Projects undertaken by NCEAS staff and collaborators address key challenges including:
- Storage and management of environmental data
- Discovery and preparation of data for further analysis and synthesis
- Advanced automated machine processing of information and models
- Making these capabilities available to practicing scientists
DataONE (Observation Network for Earth) is building cyberinfrastructure for open, persistent, robust, and secure access to well-described and easily discovered Earth observational data. Supported by the U.S. National Science Foundation, DataONE will ensure preservation and access to multi-scale, multi-discipline, and multi-national science data. DataONE will transcend domain boundaries and make biological data available from the genome to the ecosystem; make environmental data available from atmospheric, ecological, hydrological, and oceanographic sources; provide secure and long-term preservation and access; and engage scientists, land-managers, policy makers, students, educators, and the public. DataONE is a collaboration between NCEAS/UCSB , the University of New Mexico , the Oak Ridge National Laboratory , the California Digital Library , NESCent , and a number of other organizations . Funded in 2009 by the National Science Foundation  - OCI-0830944.
Semantic Tools for Ecological Data Management (Semtools) 

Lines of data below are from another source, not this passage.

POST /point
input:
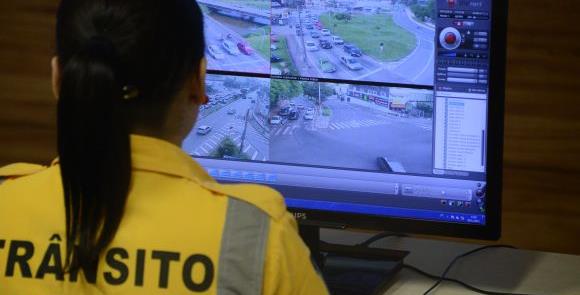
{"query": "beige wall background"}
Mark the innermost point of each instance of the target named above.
(542, 135)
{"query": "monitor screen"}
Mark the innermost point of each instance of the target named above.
(372, 107)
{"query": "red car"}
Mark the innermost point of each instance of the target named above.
(245, 48)
(274, 38)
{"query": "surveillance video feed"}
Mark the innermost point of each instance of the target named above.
(234, 124)
(237, 35)
(381, 41)
(351, 126)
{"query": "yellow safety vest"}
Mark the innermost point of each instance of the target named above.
(182, 233)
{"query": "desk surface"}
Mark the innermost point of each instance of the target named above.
(503, 270)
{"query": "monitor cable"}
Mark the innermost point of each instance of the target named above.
(443, 277)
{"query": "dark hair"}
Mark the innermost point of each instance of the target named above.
(104, 46)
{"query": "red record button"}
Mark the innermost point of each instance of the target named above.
(450, 38)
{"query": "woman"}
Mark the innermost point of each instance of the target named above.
(123, 210)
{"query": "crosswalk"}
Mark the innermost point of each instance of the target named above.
(356, 124)
(289, 130)
(216, 137)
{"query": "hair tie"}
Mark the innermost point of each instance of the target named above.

The Semantic Tools for Data Management (Semtools) project is tackling critical issues in the management and use of heterogeneous scientific data. Existing approaches to managing data and associated metadata fail to adequately capture the semantics of the scientific process, thereby impeding the utility of those data for important scientific issues. Semtools will provide new capabilities for data access, discovery, integration, and visualization by developing software tools that utilize semantically annotated data and metadata. This project will create semantic enhancements to the EML  structured metadata format, the Morpho  metadata editing software, and the Metacat  metadata and data management system. Semtools is a collaboration between NCEAS , UC Davis , and the Santa Barbara Coastal LTER . Funded in 2008 by the National Science Foundation  - DBI-0743429.

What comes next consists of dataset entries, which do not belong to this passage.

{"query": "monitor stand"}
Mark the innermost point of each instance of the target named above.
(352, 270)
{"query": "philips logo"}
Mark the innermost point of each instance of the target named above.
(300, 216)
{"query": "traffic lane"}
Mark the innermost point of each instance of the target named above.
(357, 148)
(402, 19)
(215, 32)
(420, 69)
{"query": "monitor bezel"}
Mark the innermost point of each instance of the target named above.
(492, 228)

Scientific Observations Network (SONet) 
Advances in environmental science increasingly depend on information from multiple disciplines to tackle broader and more complex questions about the natural world. Such advances, however, are hindered by data heterogeneity, which impedes the ability of researchers to discover, interpret, and integrate relevant data that have been collected by others. The Scientific Observations Network (SONet) will initiate a multi-disciplinary, community-driven effort to define and develop the necessary specifications and technologies to facilitate semantic interpretation and integration of observational data. The technological approaches will derive from recent advances in knowledge representation that have demonstrated great utility in enhancing scientific communication and data interoperability within the genomics community. This effort will constitute a community of experts consisting of environmental science researchers, computer scientists, and information managers, to develop open-source, standards-based approaches to the semantic modeling of observational data. Funded in 2008 by the National Science Foundation  - OCI-0753144.

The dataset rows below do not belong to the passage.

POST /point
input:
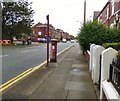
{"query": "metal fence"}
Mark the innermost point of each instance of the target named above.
(115, 76)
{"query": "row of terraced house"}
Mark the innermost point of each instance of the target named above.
(40, 31)
(110, 14)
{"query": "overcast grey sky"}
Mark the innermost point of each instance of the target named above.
(65, 14)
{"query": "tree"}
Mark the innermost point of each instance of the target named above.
(17, 18)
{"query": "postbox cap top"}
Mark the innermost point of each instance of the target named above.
(54, 40)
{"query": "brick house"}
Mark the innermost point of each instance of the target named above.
(40, 31)
(110, 14)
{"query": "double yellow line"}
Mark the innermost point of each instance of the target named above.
(25, 73)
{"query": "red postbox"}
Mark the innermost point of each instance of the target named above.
(53, 50)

Virtual Data Center (VDC) 
The scientific community needs reliable infrastructure that enables open, stable, persistent, robust, and secure access to well-described and logically organized biodiversity, ecological and environmental data. What is needed is a virtual distributed network of data centers that seamlessly supports discovery and user-friendly access to a broad array of data, metadata, and other digital products that are archived securely and permanently in multiple locations. Under this proposal we will design a Virtual Data Center (VDC) for biodiversity, ecological and environmental data—all founded on open standards and protocols for interoperability among existing and new data centers. The VDC project is a collaboration among the Long Term Ecological Research Network Office , NCEAS , the National Evolutionary Synthesis Center , the National Biological Information Infrastructure , Oak Ridge National Laboratory , and the University of Kansas Biodiversity Research Center . Funded in 2008 by the National Science Foundation  - OCI-0753138.
Kepler:  The Kepler Project's overall goal is to produce an open-source scientific workflow system that allows scientists to design scientific workflows and execute them efficiently using emerging Grid-based approaches to distributed computation. Kepler work at NCEAS was originally funded as part of the Science Environment for Ecological Knowledge (SEEK) . The transition from a research prototype to reliable software system has been funded under the Kepler/CORE project , a multi-institutional collaboration with UC Davis, NCEAS, and UC San Diego. The Kepler project has grown to become a cross-project collaboration with contributing members from Kepler/CORE , SEEK , SDM Center  , Ptolemy , GEON , and many others. Funded, in part, in 2002 by the National Science Foundation - Information Technology Research Program DBI-0225676 and in 2007 by the National Science Foundation - Office of Cyberinfrastructure OCI-0722079.
Knowledge Network for Biocomplexity (KNB) 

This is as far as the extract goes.